The extraordinary appearance of this building is due entirely to the exotic belfry (shown left, from the southeast, and in the thumbnail on the right, from the south) which the late nineteenth century set on top of the surviving lower part of the Tudor brick W. tower.  This is diagonally-buttressed and constructed in mixed bond with diapering in dark headers on each side and a projection for the stair turret at the east end of the S. wall;  the three-light, four-centred W. window has supermullioned tracery with strong mullions and split Ys above the outer lights, and the W. doorway below carries a series of mouldings beneath a label and traceried spandrels.  However, a change in the brickwork above the buttresses witnesses the junction with the nineteenth century work, and there then follows a remarkable half-timbered structure formed of close-studded panels with brick nogging infill, with a tiled roof gabled east to west and jettied dormers north and south, replete with scalloped barge-boards and a surmounting open lantern, topped with a leaded Hertfordshire spike.  It could probably be a folly or a dovecote as easily as a church belfry, and Pevsner, for one, was not impressed.  Yet it is certainly remarkable, and it makes distinctive a little church that would hardly be so otherwise, except, perhaps, for its Norman S. doorway (below right) inside the modern porch.

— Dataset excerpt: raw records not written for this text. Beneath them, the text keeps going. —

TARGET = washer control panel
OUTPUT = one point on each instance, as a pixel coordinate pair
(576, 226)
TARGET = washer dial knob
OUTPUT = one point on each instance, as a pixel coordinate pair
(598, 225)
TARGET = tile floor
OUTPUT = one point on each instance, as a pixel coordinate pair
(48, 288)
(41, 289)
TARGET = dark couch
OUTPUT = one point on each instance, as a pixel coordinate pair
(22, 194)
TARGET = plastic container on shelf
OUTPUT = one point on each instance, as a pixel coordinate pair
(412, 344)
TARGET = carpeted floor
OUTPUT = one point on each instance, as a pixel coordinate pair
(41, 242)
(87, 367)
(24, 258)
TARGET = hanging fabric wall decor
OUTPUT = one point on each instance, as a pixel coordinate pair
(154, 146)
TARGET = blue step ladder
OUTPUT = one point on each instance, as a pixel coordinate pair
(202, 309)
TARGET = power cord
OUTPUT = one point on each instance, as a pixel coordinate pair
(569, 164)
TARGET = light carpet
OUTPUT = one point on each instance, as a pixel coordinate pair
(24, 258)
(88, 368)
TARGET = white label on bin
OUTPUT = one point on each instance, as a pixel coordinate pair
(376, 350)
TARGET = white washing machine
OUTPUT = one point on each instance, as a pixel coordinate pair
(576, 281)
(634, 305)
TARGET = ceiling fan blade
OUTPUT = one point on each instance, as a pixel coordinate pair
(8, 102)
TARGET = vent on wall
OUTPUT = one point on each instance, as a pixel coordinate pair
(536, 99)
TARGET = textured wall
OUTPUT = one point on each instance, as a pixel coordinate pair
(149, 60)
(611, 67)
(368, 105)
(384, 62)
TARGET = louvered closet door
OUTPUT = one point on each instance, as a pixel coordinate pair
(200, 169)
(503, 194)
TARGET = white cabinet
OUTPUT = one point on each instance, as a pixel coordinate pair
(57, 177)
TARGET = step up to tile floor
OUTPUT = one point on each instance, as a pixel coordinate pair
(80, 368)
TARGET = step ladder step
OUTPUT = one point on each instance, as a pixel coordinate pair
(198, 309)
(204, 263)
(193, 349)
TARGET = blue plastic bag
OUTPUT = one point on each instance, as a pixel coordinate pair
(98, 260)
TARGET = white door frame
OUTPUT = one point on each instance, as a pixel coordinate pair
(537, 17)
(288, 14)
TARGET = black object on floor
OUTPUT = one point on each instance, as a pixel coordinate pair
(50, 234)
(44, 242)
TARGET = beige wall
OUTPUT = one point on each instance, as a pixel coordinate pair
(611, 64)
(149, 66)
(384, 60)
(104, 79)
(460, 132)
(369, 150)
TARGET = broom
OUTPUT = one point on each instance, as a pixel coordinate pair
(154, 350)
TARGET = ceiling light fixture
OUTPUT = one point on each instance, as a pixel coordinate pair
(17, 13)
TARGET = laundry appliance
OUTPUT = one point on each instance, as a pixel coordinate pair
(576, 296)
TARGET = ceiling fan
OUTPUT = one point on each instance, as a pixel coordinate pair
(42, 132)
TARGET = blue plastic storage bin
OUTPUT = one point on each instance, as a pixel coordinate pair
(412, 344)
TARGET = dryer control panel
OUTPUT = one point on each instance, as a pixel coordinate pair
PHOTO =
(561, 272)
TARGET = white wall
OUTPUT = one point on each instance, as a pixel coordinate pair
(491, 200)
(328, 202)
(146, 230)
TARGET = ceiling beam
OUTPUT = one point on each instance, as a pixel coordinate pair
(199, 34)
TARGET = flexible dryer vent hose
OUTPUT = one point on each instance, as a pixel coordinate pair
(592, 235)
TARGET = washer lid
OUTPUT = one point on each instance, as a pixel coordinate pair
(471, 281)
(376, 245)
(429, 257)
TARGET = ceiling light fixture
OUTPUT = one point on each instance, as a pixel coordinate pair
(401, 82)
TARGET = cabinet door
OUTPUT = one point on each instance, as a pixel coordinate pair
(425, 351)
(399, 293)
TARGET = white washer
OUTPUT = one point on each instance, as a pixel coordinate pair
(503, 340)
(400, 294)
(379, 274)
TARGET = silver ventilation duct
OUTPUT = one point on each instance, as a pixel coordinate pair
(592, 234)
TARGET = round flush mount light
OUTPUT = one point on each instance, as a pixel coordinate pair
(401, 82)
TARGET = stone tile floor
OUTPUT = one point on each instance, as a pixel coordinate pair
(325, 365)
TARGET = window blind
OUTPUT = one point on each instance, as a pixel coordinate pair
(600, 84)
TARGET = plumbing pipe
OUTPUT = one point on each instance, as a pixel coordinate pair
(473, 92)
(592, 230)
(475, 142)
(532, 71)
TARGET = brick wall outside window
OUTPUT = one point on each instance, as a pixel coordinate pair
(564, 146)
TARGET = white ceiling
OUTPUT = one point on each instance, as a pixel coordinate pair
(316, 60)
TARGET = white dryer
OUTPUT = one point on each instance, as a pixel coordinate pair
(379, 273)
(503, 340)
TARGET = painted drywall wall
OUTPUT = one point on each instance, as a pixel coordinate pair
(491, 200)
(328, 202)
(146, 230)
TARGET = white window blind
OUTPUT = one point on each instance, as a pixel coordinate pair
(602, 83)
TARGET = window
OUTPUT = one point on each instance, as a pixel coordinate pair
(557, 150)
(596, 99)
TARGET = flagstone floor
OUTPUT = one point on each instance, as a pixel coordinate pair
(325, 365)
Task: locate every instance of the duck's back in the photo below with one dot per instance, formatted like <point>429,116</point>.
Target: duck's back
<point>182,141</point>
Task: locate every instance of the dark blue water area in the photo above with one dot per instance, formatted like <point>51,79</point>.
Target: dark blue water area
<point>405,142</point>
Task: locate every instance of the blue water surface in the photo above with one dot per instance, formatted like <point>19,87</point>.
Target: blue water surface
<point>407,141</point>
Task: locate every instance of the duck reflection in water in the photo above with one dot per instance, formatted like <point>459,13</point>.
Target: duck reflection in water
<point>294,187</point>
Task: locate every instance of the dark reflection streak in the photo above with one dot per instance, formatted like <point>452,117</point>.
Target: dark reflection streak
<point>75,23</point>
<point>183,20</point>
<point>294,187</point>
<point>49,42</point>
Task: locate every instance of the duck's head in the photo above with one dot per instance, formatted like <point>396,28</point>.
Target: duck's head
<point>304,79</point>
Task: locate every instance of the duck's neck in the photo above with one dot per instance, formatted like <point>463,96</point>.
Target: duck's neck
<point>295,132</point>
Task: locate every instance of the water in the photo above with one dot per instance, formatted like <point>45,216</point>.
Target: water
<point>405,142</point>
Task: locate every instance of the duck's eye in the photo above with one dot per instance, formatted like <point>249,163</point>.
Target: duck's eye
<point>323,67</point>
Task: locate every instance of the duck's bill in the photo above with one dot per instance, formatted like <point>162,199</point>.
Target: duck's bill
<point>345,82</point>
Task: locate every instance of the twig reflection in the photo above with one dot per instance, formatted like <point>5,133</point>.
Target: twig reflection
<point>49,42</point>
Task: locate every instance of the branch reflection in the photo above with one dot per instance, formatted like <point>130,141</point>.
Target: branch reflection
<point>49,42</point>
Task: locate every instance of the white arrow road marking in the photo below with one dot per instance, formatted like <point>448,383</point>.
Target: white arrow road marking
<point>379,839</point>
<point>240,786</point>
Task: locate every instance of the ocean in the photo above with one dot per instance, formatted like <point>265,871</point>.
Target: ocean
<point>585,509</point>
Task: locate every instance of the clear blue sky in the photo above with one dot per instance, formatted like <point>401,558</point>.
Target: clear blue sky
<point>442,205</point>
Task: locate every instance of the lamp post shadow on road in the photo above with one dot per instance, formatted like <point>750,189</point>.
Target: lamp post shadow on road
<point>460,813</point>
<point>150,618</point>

This is oldest feature of the church and is formed of three orders (although there are only two to the jambs), with two rows of carved saltires around the first (working outwards), a roll around the second, and chevron around the third, and with billet decorating the hood-mould.  The tympanum is supported by the voussoirs of a shallow triangular-pointed arch and there were once two orders of shafts below, of which just the cushion capitals remain. 


The nave is lit from the north by a lancet, and from the south, by another lancet west of the porch and a window with cusped Y-tracery to the east, perhaps of c. 1300. The chancel E. wall has been rebuilt in brick suggesting the chancel has been shortened.


Finally, the church interior adds little to this brief description of the building.  The tower arch is formed of three flat-chamfered orders that die into the jambs, but there is no chancel arch, which leaves only a tie beam to mark the nave/chancel junction.  The nave roof is constructed in four bays, with collars and false hammerbeams.  The pulpit is Jacobean, as shown by the characteristic round arches decorating its middle tier of panels.